Since it’s always been a part of your daily routine, it’s easy to forget about your water heater. Every day, hot water flows through your home just like it had the day before. However, as your water heater does its job, it also uses valuable energy.
Did you know that heating water accounts for a significant portion of the average home’s energy budget? With such a large part, you want to make sure that your water heater is operating as efficiently as possible.
This post shares some tips on how to make your water heater run as efficiently as possible and extend its life. Continue reading to learn more.
1. Install high-efficiency unit
Investing in a high-efficiency unit is the most obvious way to improve water heater efficiency– whether you’re thinking of replacing your old water heater or looking for the best water heater for your new home.
Even if you follow all maintenance routines for your existing unit, you can’t make up for the high cost associated with a heater with a low-efficiency rating. Always look for the Energy Star label to ensure that the next unit you install in your home has a high-efficiency rating. In general, these water heaters have an Energy Factor of up to 0.67 or higher.
Luckily, companies like Boutique Home Plans also provide information and specifications on choosing the right water heater for new home construction.
2. Consider a tankless water heater
If you’re thinking of buying a new water heater, aside from a high-efficiency rating, consider opting for a tankless water heater.
In general, the tank of a water heater should be routinely flushed out to prevent the buildup of calcified sediment inside. Yet you can avoid this issue by choosing a tankless water heater.
A tankless water heater only turns on when the hot water runs through them, then shuts off when you no longer need hot water. This makes the tankless water heater the most efficient water heater type available on the market.
3. Dial down your thermostat
Most homeowners don’t realize it, but their water heater has a thermostat. This thermostat tells the heater system how much water it needs to heat in the tank. A hotter setting means the water heater takes longer to run and requires more power to heat water.
So, just like with your heating, ventilation, and air conditioning (HVAC) system, by lowering the thermostat on your water heater, you can significantly reduce your energy bills. When you dial down the temperature of your water heater, it’s estimated that you can save up to three to five percent on your water heating costs annually. That could equate to a significant amount of money–all just for turning a knob.

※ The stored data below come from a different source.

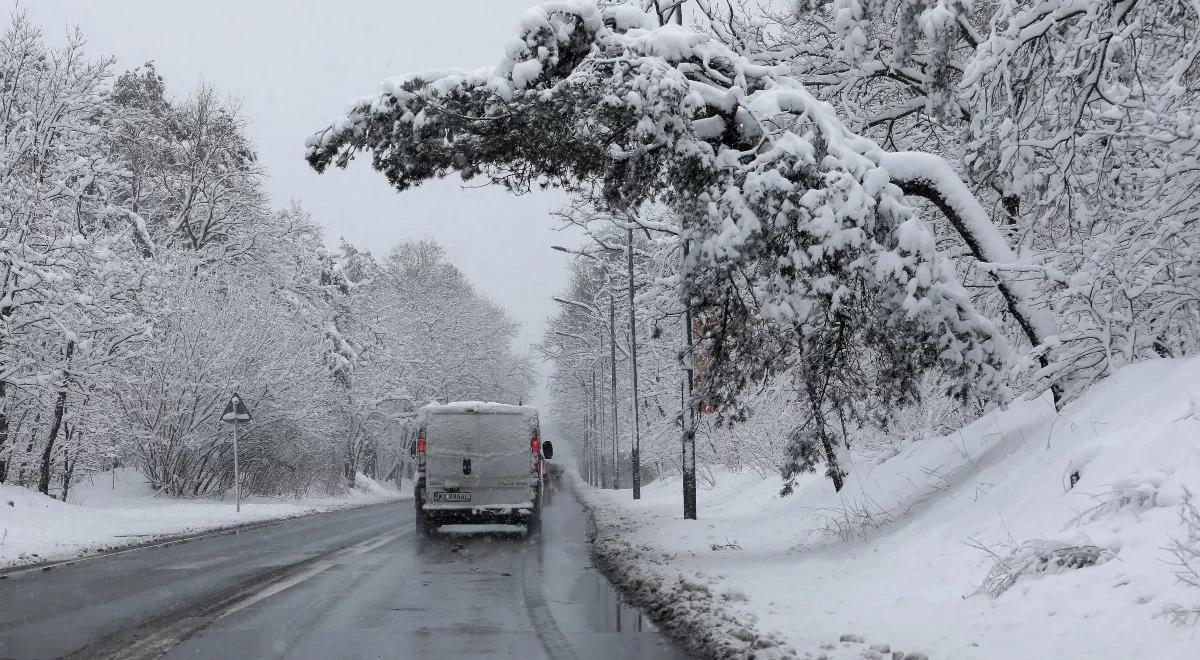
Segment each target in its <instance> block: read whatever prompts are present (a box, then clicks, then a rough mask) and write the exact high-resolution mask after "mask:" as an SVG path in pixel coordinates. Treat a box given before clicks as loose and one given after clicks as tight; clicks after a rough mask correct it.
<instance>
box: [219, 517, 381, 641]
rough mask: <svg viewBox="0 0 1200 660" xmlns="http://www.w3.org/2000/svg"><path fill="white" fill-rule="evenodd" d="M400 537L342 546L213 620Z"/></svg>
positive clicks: (316, 574) (270, 586)
mask: <svg viewBox="0 0 1200 660" xmlns="http://www.w3.org/2000/svg"><path fill="white" fill-rule="evenodd" d="M398 538H400V534H386V535H384V536H376V538H374V539H367V540H365V541H362V542H359V544H355V545H352V546H349V547H344V548H342V550H340V551H337V552H335V553H332V554H330V556H329V557H325V558H323V559H318V560H316V562H314V563H313V564H312V565H311V566H308V568H307V569H305V570H302V571H300V572H298V574H296V575H292V576H288V577H284V578H283V580H280V581H277V582H272V583H270V584H268V586H265V587H264V588H262V589H260V590H259V592H258V593H254V594H251V595H250V596H248V598H246V599H245V600H240V601H238V602H234V604H233V605H230V606H229V607H228V608H226V610H224V611H223V612H221V613H220V614H217V616H216V617H215V618H214V619H212V620H214V622H218V620H221V619H223V618H226V617H228V616H229V614H233V613H235V612H240V611H241V610H245V608H246V607H250V606H251V605H254V604H256V602H260V601H263V600H266V599H269V598H271V596H274V595H275V594H277V593H281V592H286V590H288V589H290V588H292V587H295V586H296V584H300V583H302V582H307V581H308V580H312V578H313V577H317V576H318V575H320V574H323V572H325V571H326V570H329V569H331V568H334V565H335V564H336V563H337V562H338V560H340V559H342V558H343V557H349V556H352V554H354V556H356V554H364V553H367V552H371V551H372V550H374V548H377V547H379V546H382V545H386V544H390V542H391V541H395V540H396V539H398Z"/></svg>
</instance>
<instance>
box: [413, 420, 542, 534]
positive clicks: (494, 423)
mask: <svg viewBox="0 0 1200 660" xmlns="http://www.w3.org/2000/svg"><path fill="white" fill-rule="evenodd" d="M416 419H418V428H419V431H418V438H416V443H415V445H414V446H413V452H414V454H415V456H416V470H418V472H416V481H415V486H414V488H415V491H414V500H415V506H416V532H418V534H420V535H422V536H426V535H428V534H431V533H432V532H434V530H436V529H437V528H438V527H440V526H443V524H488V523H499V524H522V526H526V527H527V528H528V530H529V533H530V534H533V533H536V532H538V530H539V527H540V524H541V506H542V493H544V490H542V486H544V481H542V480H544V473H545V469H544V464H542V460H544V457H545V458H550V457H551V456H552V455H553V446H552V445H551V443H548V442H546V443H542V442H541V439H540V437H539V426H538V409H536V408H532V407H528V406H511V404H506V403H484V402H479V401H463V402H456V403H439V404H430V406H425V407H422V408H421V409H420V410H419V412H418V418H416Z"/></svg>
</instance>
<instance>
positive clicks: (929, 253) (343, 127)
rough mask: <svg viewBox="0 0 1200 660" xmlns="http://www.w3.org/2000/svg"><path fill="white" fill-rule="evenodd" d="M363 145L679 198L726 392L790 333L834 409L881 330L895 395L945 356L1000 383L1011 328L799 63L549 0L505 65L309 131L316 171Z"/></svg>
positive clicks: (365, 100) (517, 41)
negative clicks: (852, 369) (826, 384)
mask: <svg viewBox="0 0 1200 660" xmlns="http://www.w3.org/2000/svg"><path fill="white" fill-rule="evenodd" d="M359 151H370V152H371V158H372V164H373V166H374V167H376V168H377V169H378V170H380V172H382V173H384V175H385V176H386V178H388V180H389V181H390V182H391V184H392V185H394V186H395V187H396V188H397V190H401V191H403V190H406V188H408V187H412V186H415V185H419V184H421V182H422V181H425V180H428V179H432V178H439V176H445V175H448V174H450V173H454V172H457V173H460V174H462V175H463V176H464V178H468V179H469V178H473V176H476V175H482V176H486V178H488V179H490V180H491V181H493V182H496V184H500V185H504V186H506V187H509V188H511V190H518V191H520V190H528V188H529V187H532V186H562V187H565V188H569V190H575V191H581V192H589V193H598V197H599V198H600V199H602V200H604V203H605V204H607V205H610V206H612V208H614V209H635V208H637V206H640V205H642V204H644V203H647V202H659V203H665V204H667V205H668V206H670V208H672V209H673V212H676V214H677V215H678V217H679V218H680V223H682V226H683V235H684V238H685V240H689V241H690V244H691V250H690V253H689V258H688V259H686V262H685V264H684V275H685V277H684V278H683V287H682V289H683V290H682V299H683V300H684V301H686V304H688V305H690V306H692V307H694V308H695V310H696V311H697V312H700V313H701V314H702V316H704V318H706V319H708V320H707V323H708V324H709V329H708V330H707V331H706V338H704V342H703V343H702V349H703V350H707V352H708V353H709V354H710V355H712V356H714V358H716V361H718V364H721V362H722V360H724V361H725V364H727V365H730V368H731V370H736V371H737V372H738V373H739V374H740V376H738V377H736V378H732V379H728V380H722V379H718V378H715V377H714V378H713V379H712V383H714V385H713V388H714V389H713V390H710V391H708V392H706V394H704V395H703V396H706V397H708V400H710V401H713V402H718V403H731V402H733V400H734V398H736V397H737V394H738V390H739V389H740V388H743V386H744V385H746V384H748V383H749V380H748V379H751V378H755V377H761V376H766V374H767V373H769V372H773V371H775V370H778V368H780V366H781V365H780V364H779V361H778V360H774V355H775V354H774V353H772V352H769V350H766V346H767V343H772V342H774V343H775V344H778V343H779V342H785V343H790V344H794V346H796V348H798V349H799V354H800V355H802V356H803V359H802V361H803V365H802V370H804V371H806V372H808V376H809V378H808V379H809V382H810V385H811V386H810V394H811V395H812V397H814V398H815V400H817V401H821V402H822V403H821V404H824V403H827V402H828V401H826V398H827V396H828V390H827V389H826V388H822V386H821V384H820V383H818V380H820V379H821V378H822V377H823V374H828V373H829V372H830V371H836V370H839V368H850V367H851V365H856V364H857V362H856V361H857V359H858V358H856V356H853V355H851V353H852V350H851V349H850V344H848V343H847V342H846V340H847V338H848V337H850V336H851V335H856V336H864V335H869V336H870V337H872V340H874V342H875V343H874V346H875V347H876V349H875V350H874V353H872V355H874V358H875V359H876V360H877V364H876V365H874V366H872V372H874V373H875V374H877V376H878V377H880V380H881V382H882V383H888V384H892V385H893V386H892V389H890V391H887V392H882V394H881V397H882V398H884V400H892V401H896V400H906V398H908V397H911V396H912V392H913V391H914V389H913V383H914V378H916V376H914V374H917V373H919V372H922V371H924V370H928V368H931V367H940V368H942V370H943V371H944V372H946V373H948V374H950V377H952V378H950V379H949V382H950V383H952V388H953V389H954V390H955V392H956V394H964V395H965V394H967V392H971V391H973V392H982V394H985V395H995V394H998V392H1001V391H1002V390H1003V379H1002V371H1003V368H1004V364H1006V358H1007V348H1006V343H1004V340H1003V337H1002V336H1001V334H1000V332H998V331H997V330H996V328H995V326H994V325H992V323H991V322H989V320H988V319H986V318H984V317H982V316H980V314H979V313H977V312H976V310H974V308H973V307H972V305H971V302H970V299H968V296H967V295H966V294H965V293H964V289H962V288H961V287H960V284H959V283H958V281H956V278H955V275H954V272H953V269H952V268H950V266H949V265H948V262H946V259H943V257H942V256H941V254H940V253H938V252H937V250H936V248H935V236H934V235H932V233H931V229H930V227H929V224H926V223H925V222H923V221H922V220H920V218H919V217H918V216H917V214H916V212H914V211H913V209H912V208H911V206H910V205H907V204H906V203H905V199H904V192H902V191H901V188H900V187H898V186H896V185H895V184H893V181H892V178H890V175H889V173H888V169H887V167H884V164H883V161H884V157H886V156H884V154H883V152H882V151H881V150H880V149H878V146H877V145H875V144H874V143H871V142H870V140H866V139H863V138H860V137H858V136H856V134H854V133H852V132H851V131H850V130H847V128H846V126H845V125H842V124H841V121H839V119H838V118H836V116H835V114H834V112H833V108H832V107H830V106H828V104H827V103H823V102H821V101H818V100H816V98H815V97H814V96H812V95H811V94H809V92H808V90H806V89H805V88H804V85H803V84H802V83H800V82H799V80H798V79H796V78H794V77H793V76H791V74H790V70H788V67H786V66H764V65H761V64H756V62H754V61H751V60H749V59H746V58H744V56H742V55H739V54H738V53H736V52H733V50H731V49H730V48H728V47H726V46H725V44H722V43H720V42H719V41H718V40H716V38H714V37H712V36H709V35H704V34H700V32H696V31H692V30H690V29H685V28H682V26H674V25H661V26H660V25H658V23H656V20H654V19H653V18H652V17H650V16H648V14H646V13H643V12H641V11H640V10H637V8H635V7H631V6H624V5H620V6H612V7H610V6H606V7H602V8H600V7H596V6H595V5H594V4H592V2H587V1H578V0H574V1H557V2H547V4H544V5H541V6H539V7H535V8H533V10H530V11H529V12H527V13H526V14H524V17H523V18H522V19H521V23H520V25H518V30H517V36H516V38H515V40H514V41H512V42H511V43H510V46H509V47H508V49H506V53H505V56H504V58H503V59H502V61H500V64H499V65H498V66H496V67H491V68H480V70H475V71H438V72H427V73H418V74H412V76H406V77H400V78H395V79H391V80H388V82H385V83H384V85H383V91H382V92H380V94H378V95H376V96H373V97H368V98H364V100H361V101H359V102H356V103H354V104H353V107H352V108H350V109H349V110H348V113H347V114H346V115H344V116H342V118H340V119H338V120H336V121H335V122H332V124H331V125H330V126H329V127H326V128H324V130H323V131H320V132H318V133H316V134H314V136H312V137H311V138H310V140H308V143H307V158H308V162H310V163H311V164H312V166H313V167H314V168H316V169H317V170H319V172H320V170H324V169H325V168H326V167H329V166H330V164H337V166H342V167H344V166H346V164H347V163H348V162H349V161H350V158H353V157H354V156H355V154H356V152H359ZM934 180H935V184H936V182H937V180H936V178H934ZM980 230H984V232H986V230H990V228H982V229H980ZM1001 240H1002V239H1001ZM764 342H766V343H764ZM727 358H730V359H727ZM733 358H736V359H733ZM731 374H732V371H731ZM722 388H726V389H724V390H722Z"/></svg>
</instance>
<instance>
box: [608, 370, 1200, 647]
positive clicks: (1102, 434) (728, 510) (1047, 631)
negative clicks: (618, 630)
mask: <svg viewBox="0 0 1200 660" xmlns="http://www.w3.org/2000/svg"><path fill="white" fill-rule="evenodd" d="M1198 401H1200V360H1195V359H1192V360H1169V361H1168V360H1164V361H1153V362H1144V364H1140V365H1135V366H1132V367H1127V368H1124V370H1122V371H1120V372H1118V373H1117V374H1116V376H1114V377H1111V378H1109V379H1106V380H1104V382H1102V383H1099V384H1097V385H1096V386H1094V388H1093V389H1092V390H1091V391H1090V392H1088V394H1087V395H1086V396H1085V397H1082V398H1081V400H1079V401H1076V402H1074V403H1072V404H1069V406H1067V407H1066V409H1063V410H1062V412H1061V413H1060V414H1055V412H1054V408H1052V406H1051V404H1050V402H1049V400H1048V398H1042V400H1038V401H1024V402H1018V403H1014V404H1013V406H1010V407H1009V408H1008V409H1007V410H997V412H994V413H991V414H988V415H985V416H984V418H982V419H979V420H977V421H976V422H974V424H972V425H970V426H967V427H966V428H964V430H962V431H961V432H959V433H954V434H952V436H947V437H941V438H930V439H925V440H923V442H918V443H913V444H911V445H908V446H905V448H904V449H902V450H901V451H900V452H899V454H898V455H894V456H890V457H887V458H883V460H878V458H877V460H876V461H875V462H874V463H859V464H856V466H853V468H852V470H851V476H850V479H848V481H847V485H846V487H845V488H844V490H842V492H841V493H839V494H835V493H834V492H833V488H832V487H830V485H829V481H828V480H827V479H824V478H823V476H821V475H812V476H810V478H808V479H806V480H803V481H800V482H799V485H798V487H797V490H796V493H794V494H793V496H791V497H787V498H780V497H779V496H778V490H779V485H780V484H779V479H774V478H769V479H766V480H764V479H761V478H758V476H756V475H754V474H752V473H739V474H731V473H718V474H716V481H718V485H716V486H715V487H713V488H709V490H706V491H702V492H701V497H700V520H698V521H683V520H680V497H679V485H678V481H660V482H656V484H653V485H650V486H648V487H647V488H644V490H643V499H642V500H641V502H632V500H631V499H630V494H629V491H620V492H613V491H590V492H589V499H592V500H594V502H596V503H599V504H601V505H602V508H604V509H606V510H607V511H605V512H604V514H602V515H601V516H600V521H601V526H602V527H607V528H608V530H616V532H617V533H620V534H623V535H625V536H626V538H629V540H630V541H631V542H632V544H634V545H635V546H643V547H644V550H646V556H647V557H650V558H655V559H658V560H660V562H662V563H664V564H665V566H666V570H667V571H668V572H670V571H678V572H680V574H684V575H689V576H691V575H692V574H694V572H696V571H698V574H700V576H701V577H703V578H708V580H710V581H712V583H713V592H714V593H716V594H720V595H721V596H722V600H724V601H725V602H727V604H728V605H730V606H731V607H732V608H734V610H736V611H739V612H744V613H752V614H754V616H756V617H757V623H758V629H760V630H763V631H780V632H781V634H782V635H784V636H785V637H786V638H787V640H788V641H791V642H792V643H793V644H794V646H796V648H798V649H800V650H814V652H815V650H816V649H818V648H820V646H821V644H828V642H830V641H836V640H839V638H840V637H841V636H842V635H847V634H848V635H859V636H863V637H865V638H866V641H868V643H871V642H886V643H889V644H892V646H893V647H894V648H902V649H905V650H920V652H924V653H928V654H929V655H930V656H931V658H1112V659H1118V658H1120V659H1128V658H1157V659H1174V658H1180V659H1183V658H1196V653H1198V649H1200V626H1198V625H1174V624H1172V620H1171V617H1170V616H1169V614H1168V612H1169V611H1170V610H1172V608H1176V607H1183V608H1200V589H1196V588H1192V587H1188V586H1186V584H1183V583H1181V582H1180V581H1178V580H1177V577H1176V572H1177V571H1180V568H1178V566H1177V565H1174V564H1172V562H1175V560H1176V559H1175V557H1174V556H1172V554H1171V552H1170V551H1169V546H1170V544H1171V542H1172V540H1186V539H1187V534H1188V530H1187V529H1186V527H1184V524H1183V523H1182V522H1181V516H1180V512H1181V505H1182V503H1183V502H1184V498H1186V493H1187V491H1189V490H1190V491H1193V492H1196V493H1200V402H1198ZM1073 475H1078V476H1076V478H1073ZM1072 481H1075V484H1074V485H1073V486H1072ZM1198 498H1200V494H1198ZM1194 533H1200V530H1194ZM1193 542H1196V544H1200V538H1196V539H1194V540H1193ZM1068 547H1070V548H1074V550H1070V551H1068V550H1066V548H1068ZM1060 558H1061V559H1060ZM1043 559H1046V560H1045V562H1043ZM1093 562H1094V565H1087V566H1086V568H1080V569H1074V568H1069V566H1062V565H1058V564H1060V563H1061V564H1068V565H1069V564H1073V563H1082V564H1091V563H1093ZM1016 574H1020V575H1019V576H1018V577H1016V580H1015V583H1010V580H1009V578H1010V577H1013V576H1015V575H1016ZM994 594H996V595H994ZM842 646H846V644H842ZM859 648H863V649H865V648H866V647H865V646H863V647H859Z"/></svg>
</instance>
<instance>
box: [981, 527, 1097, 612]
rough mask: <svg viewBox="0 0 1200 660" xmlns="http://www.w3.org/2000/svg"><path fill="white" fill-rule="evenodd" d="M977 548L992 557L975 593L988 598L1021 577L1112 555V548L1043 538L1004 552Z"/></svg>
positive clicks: (1073, 565)
mask: <svg viewBox="0 0 1200 660" xmlns="http://www.w3.org/2000/svg"><path fill="white" fill-rule="evenodd" d="M977 547H978V548H979V550H983V551H984V552H986V553H988V554H990V556H991V557H992V559H994V560H995V563H994V564H992V566H991V569H990V570H989V571H988V576H986V577H984V581H983V583H982V584H980V586H979V589H978V590H977V592H976V593H983V594H988V595H990V596H991V598H1000V595H1001V594H1003V593H1004V592H1007V590H1008V589H1009V588H1012V587H1013V586H1014V584H1016V582H1018V581H1019V580H1021V578H1024V577H1037V576H1040V575H1055V574H1060V572H1064V571H1069V570H1076V569H1082V568H1087V566H1093V565H1096V564H1103V563H1104V562H1108V560H1109V559H1111V558H1112V557H1115V553H1114V552H1112V551H1110V550H1106V548H1102V547H1098V546H1094V545H1086V544H1084V545H1075V544H1069V542H1061V541H1046V540H1032V541H1025V542H1024V544H1020V545H1018V546H1015V547H1013V548H1010V550H1009V551H1008V552H1007V553H1006V554H998V553H996V552H995V551H992V550H991V548H988V547H984V546H977Z"/></svg>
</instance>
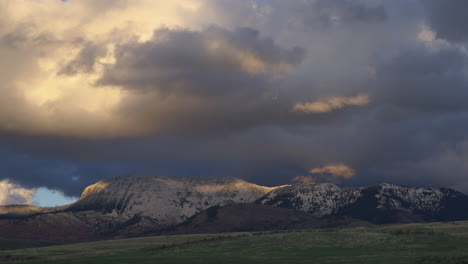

In general, water heaters are pre-set between 130°F -140°F. This temperature range is far too warm for human skin according to medical professionals. This is particularly harmful to young kids because they’re at risk of scalding. Experts recommend setting the thermostat at 120°F.
4. Check your tank’s sediment and drain regularly
As mentioned earlier, a common problem with tanked water heaters is built-up sediment. So, if you live in an area with hard water, then the minerals in the water can impact the efficiency of your water heater.
When water is heated, the minerals crystallize and settle at the bottom of your water heater. Day by day, they accumulate and create sediment which reduces efficiency and slows down your water heater over time. The extra work eventually results in extra pressure in the tank, causing overheating and even rupturing.
To remove sediment, you need to drain your tank and flush it out with cold water. Experts recommend doing these at least once a year.
Flushing your water heater is a simple project that you can do on your own if you have the right tools. But before flushing out your water heater, always consult your owner’s manual. In general, you simply need to disconnect the energy source and close the water supply valve. Then, you need to attach a hose to the unit’s drain valve to flush water outside your home or in a large bucket.
5. Use less hot water
One of the most obvious solutions to improve your water heater’s efficiency is to use less hot water. Reducing hot water usage, which means quicker showers, fewer baths, cold water laundry loads, and more are simple and effective solutions that can add up to greater savings.
If you want to take it further, consider adding efficient and trendy faucet attachments and showerheads. Replacing your current plumbing fixtures with more water-efficient, low-flow alternatives can help reduce the amount of hot water you use.
6. Insulate water heater tank and pipes
It’s easy for your water heater and pipe to lose heat, especially during the winter months. Worry not for it’s natural, but it also prevents your water heater from being energy efficient.
When the tank and pipes lose heat, the water heater needs to heat more water to compensate. The more water it heats, the harder and longer it runs. Thus, the longer it runs, the more power it consumes.
By insulating your water heater and the pipes that run through exposed areas of your home, you can prevent unnecessary heat loss and increase its efficiency. An insulated tank and pipes can hold heat longer and raise the water temperature on their own.
Insulating pipes is a relatively simple project once you’ve done your research and taken the right measurements. In general, you can find insulation blanket kits for water heaters on the market.
Inefficient water heaters don’t perform as well as they should and can cost you more money. It’s a lose-lose situation. Fortunately, improving the efficiency of your water heater is quite easy. So, make sure to follow the above tips to ensure that your water heater is running as smoothly as possible and avoid costly unit repairs. Take note that the above mentioned tips won’t just help you save on electricity bills during the winter–they’re also cost-effective and reliable steps that you can take every day to ensure energy and performance efficiency throughout the year.